Un pontificat jalonné de scandales
Élu à la tête de l’Église catholique le 19 avril 2005, il hérite de la lourde tâche de succéder à Jean-Paul II, pape ô combien populaire. Or il ne jouit pas de la même aisance en public et pâtit à plusieurs reprises de difficultés de communication. Dès sa première audience publique, le 27 avril 2005, Benoît XVI s’attire les foudres des médias. Il affirme regretter que le projet de Constitution européenne ne mentionne pas explicitement les racines chrétiennes de l’Europe. Une position assouplie deux ans plus tard lorsqu’il se prononce finalement en faveur de l’adhésion de la Turquie à l’Union européenne.

Le 12 septembre 2006, son discours de Ratisbonne provoque l’ire du monde musulman. Pour condamner les violences faites au nom de la religion, il cite l’empereur byzantin Manuel II Paléologue (1350-1425), dénonçant le « mandat de Mahomet de diffuser par l’épée la foi qu’il prêchait ». Une citation qui choque les fidèles musulmans. Quelques mois plus tard, il tente de corriger le tir, déclarant « regretter » que son discours de Ratisbonne ait été à l’origine d’un malentendu. Enfin, trois ans plus tard, le souverain pontife se rend en Jordanie pour son premier voyage en terre d’islam. Il prie à la mosquée Al-Hussein, la plus grande du pays, et devient ainsi le deuxième pape, après Jean-Paul II, à pénétrer dans une mosquée.

Une autre déclaration marque ses détracteurs, celle sur le préservatif qui, selon Benoît XVI, « aggraverait le problème du sida ». Cette phrase, prononcée en mars 2009 dans l’avion qui le conduit au Cameroun pour son premier voyage en Afrique, se répand comme une traînée de poudre dans les médias du monde entier.

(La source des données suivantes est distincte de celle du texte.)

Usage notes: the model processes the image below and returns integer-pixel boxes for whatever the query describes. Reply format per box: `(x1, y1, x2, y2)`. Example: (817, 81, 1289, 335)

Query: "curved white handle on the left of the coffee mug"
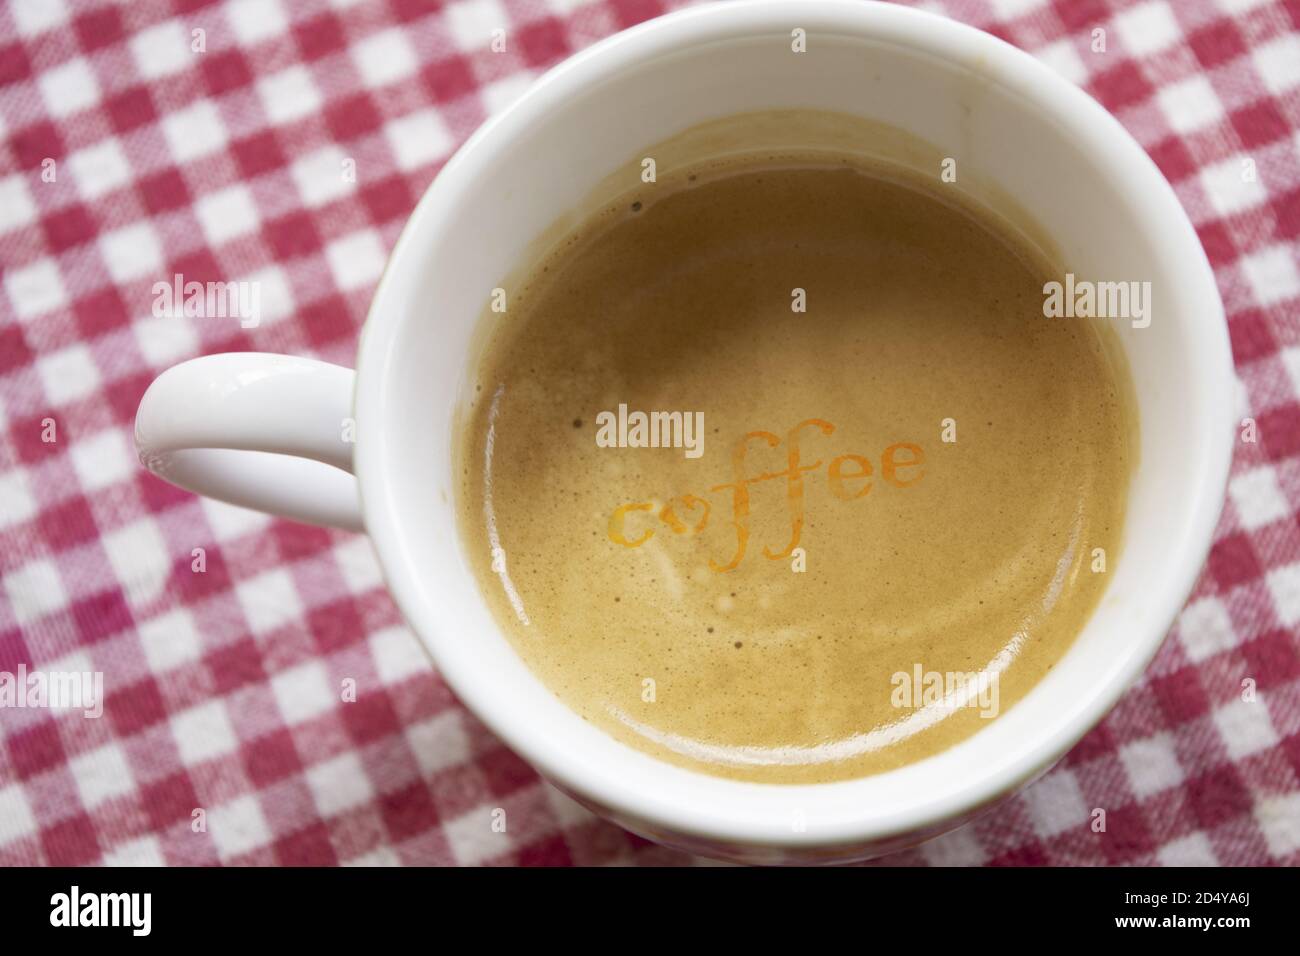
(135, 352, 365, 531)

Cependant, dans son ouvrage « Lumière du monde » publié en 2010, Benoît XVI devient finalement le premier souverain pontife à admettre que l’usage du préservatif, dans des cas très limités pour contenir la diffusion du sida, peut être un premier pas vers une « sexualité plus humaine ».

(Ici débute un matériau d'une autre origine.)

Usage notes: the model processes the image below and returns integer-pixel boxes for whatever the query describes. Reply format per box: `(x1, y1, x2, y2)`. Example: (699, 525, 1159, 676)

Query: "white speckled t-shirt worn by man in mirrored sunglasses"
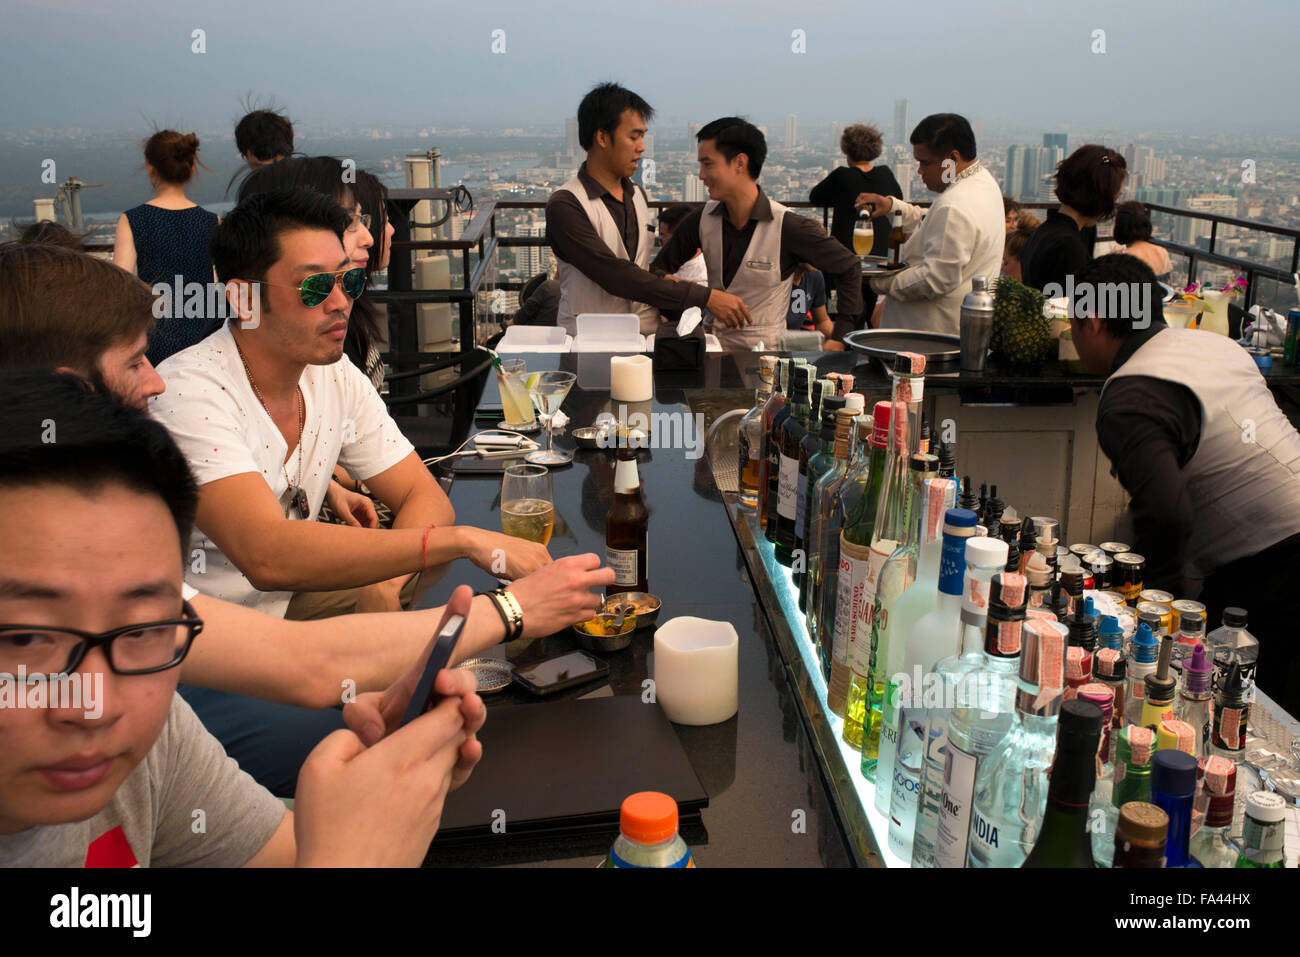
(150, 325, 413, 618)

Dans la tourmente des scandales de pédocriminalité
Mais ces polémiques ne sont rien à côté des scandales de pédocriminalité dans l’Église qui éclatent durant le pontificat du pape allemand. Quand il prend la tête du Saint-Siège en 2005, les révélations sur des abus sexuels commis par des hommes d’Église ont déjà pris de l’ampleur aux États-Unis. En 2008, il est le premier pape à exprimer sa « honte » et à rencontrer des victimes. Mais une nouvelle vague de révélations survient fin 2009 en Irlande, puis s’étend en Europe, en Amérique du Nord et en Amérique latine. L’Église est en outre accusée d’avoir couvert des cas d’abus sexuels sur des mineurs entre 1975 et 2004. Pour désamorcer la crise, Benoît XVI s’adresse aux catholiques d’Irlande, exprimant les regrets de l’Église.

Mais bientôt, il est lui-même accusé d’avoir couvert un prêtre pédophile alors qu’il était encore cardinal. Si le Vatican resserre les rangs autour du souverain pontife, des voix s’élèvent pour demander sa démission. Le 13 avril 2010, la crise s’estompe quand le Vatican publie les « lignes directrices » de son plan de lutte contre la pédocriminalité dans l’Église.

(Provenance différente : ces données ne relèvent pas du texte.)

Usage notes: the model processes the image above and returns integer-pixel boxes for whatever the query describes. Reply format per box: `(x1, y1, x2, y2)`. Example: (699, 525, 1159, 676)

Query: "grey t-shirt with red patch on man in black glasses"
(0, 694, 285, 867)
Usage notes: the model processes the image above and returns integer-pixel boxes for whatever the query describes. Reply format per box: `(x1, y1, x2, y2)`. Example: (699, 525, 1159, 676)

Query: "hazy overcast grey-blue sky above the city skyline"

Durant cette crise, Benoît XVI s’est à plusieurs reprises vu reprocher de n’avoir pas assez pris la mesure du problème durant ses 24 ans passés à la tête de la puissante Congrégation pour la doctrine de la foi. Mais, contrairement à certaines personnalités du Vatican qui crient au complot médiatique, il reconnaît les « péchés » de l’Église et entreprend une opération place nette, entraînant la démission de dizaines d’évêques.

« J’ai eu de grandes responsabilités dans l’Église catholique. Ma douleur est d’autant plus grande pour les abus et les erreurs qui se sont produits au cours de mon mandat en différents lieux », résume-t-il plusieurs années plus tard, en 2022, lorsqu’il demande « pardon » à ses fidèles.

Neuf ans après sa renonciation, nombre de spécialistes du Vatican estiment finalement que ce qui caractérise avant tout Joseph Ratzinger est un vrai souci de transparence et d’honnêteté. En témoigne notamment son action pour assainir les finances du Vatican et réduire l’opacité de sa banque et de ses comptes. Des initiatives qui tranchent avec les pratiques vaticanes et qui surprennent de la part d’un pape réputé conservateur. Figure austère de l’Église pour les uns, pape incompris pour les autres, Benoît XVI a laissé sa marque.